Louis Columbus: For my final question, for CIOs who recognize the potential of agentic AI but are unsure how to move forward from experimentation to trusted operations, what practical first steps should they take today? to build the right foundation going forward?

Michael Dickman: So I think the first two steps that I would say must be done are to initiate a formal way for line of business, IT, and security to talk about what is in- what is the expectation and what is the goal.

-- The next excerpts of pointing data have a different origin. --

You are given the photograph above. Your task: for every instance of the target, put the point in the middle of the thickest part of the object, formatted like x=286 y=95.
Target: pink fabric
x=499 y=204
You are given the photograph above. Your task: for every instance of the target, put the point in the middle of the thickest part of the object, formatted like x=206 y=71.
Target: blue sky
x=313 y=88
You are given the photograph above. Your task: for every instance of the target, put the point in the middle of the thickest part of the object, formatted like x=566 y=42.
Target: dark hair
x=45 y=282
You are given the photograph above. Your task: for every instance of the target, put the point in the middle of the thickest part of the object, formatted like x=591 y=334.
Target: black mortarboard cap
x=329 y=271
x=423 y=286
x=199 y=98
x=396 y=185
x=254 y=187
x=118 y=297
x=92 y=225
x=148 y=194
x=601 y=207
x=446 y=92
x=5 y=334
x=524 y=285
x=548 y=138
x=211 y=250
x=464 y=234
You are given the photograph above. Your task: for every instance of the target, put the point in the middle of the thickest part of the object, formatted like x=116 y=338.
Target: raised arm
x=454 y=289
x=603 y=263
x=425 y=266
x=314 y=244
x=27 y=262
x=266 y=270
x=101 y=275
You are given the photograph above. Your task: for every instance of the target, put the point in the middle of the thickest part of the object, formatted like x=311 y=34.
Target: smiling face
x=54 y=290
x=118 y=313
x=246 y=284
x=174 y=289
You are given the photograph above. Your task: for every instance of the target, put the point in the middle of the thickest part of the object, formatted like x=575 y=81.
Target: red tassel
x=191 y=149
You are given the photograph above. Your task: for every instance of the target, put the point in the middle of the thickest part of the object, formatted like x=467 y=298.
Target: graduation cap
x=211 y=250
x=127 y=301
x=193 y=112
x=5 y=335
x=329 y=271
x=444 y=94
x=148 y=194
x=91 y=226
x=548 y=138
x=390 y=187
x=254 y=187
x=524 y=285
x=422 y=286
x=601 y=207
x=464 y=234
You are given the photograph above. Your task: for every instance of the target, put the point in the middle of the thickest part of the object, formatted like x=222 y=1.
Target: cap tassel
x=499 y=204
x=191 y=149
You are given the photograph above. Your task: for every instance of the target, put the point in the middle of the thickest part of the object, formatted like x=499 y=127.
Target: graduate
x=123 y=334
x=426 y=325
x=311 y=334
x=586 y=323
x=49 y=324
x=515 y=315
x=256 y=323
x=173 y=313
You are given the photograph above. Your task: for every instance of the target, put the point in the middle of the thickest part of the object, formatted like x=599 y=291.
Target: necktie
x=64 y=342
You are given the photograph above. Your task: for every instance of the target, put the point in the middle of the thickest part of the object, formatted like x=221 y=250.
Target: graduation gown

I think the second one would be a platform approach to networking and to in general that knowledge factory of what is that critical infrastructure for AI.

Because when you have that platform approach, all of a sudden you have data sharing in a way that's not possible, and that's the unlock that anything you wanna do is now built on a solid foundation. And if I did have to go with kind of a third bonus one, I would say make sure those first examples of agentic AI use cases are successful from a trust standpoint, and that means building in role-based access control, privileged access management, micro-segmentation for those.

And even if you're not solving world hunger, day one, make sure those two or three that you know are high business value are built with exactly the right best practice from a security and networking and secure networking standpoint so that you can guarantee that trust to the organization, and that will unleash the speed.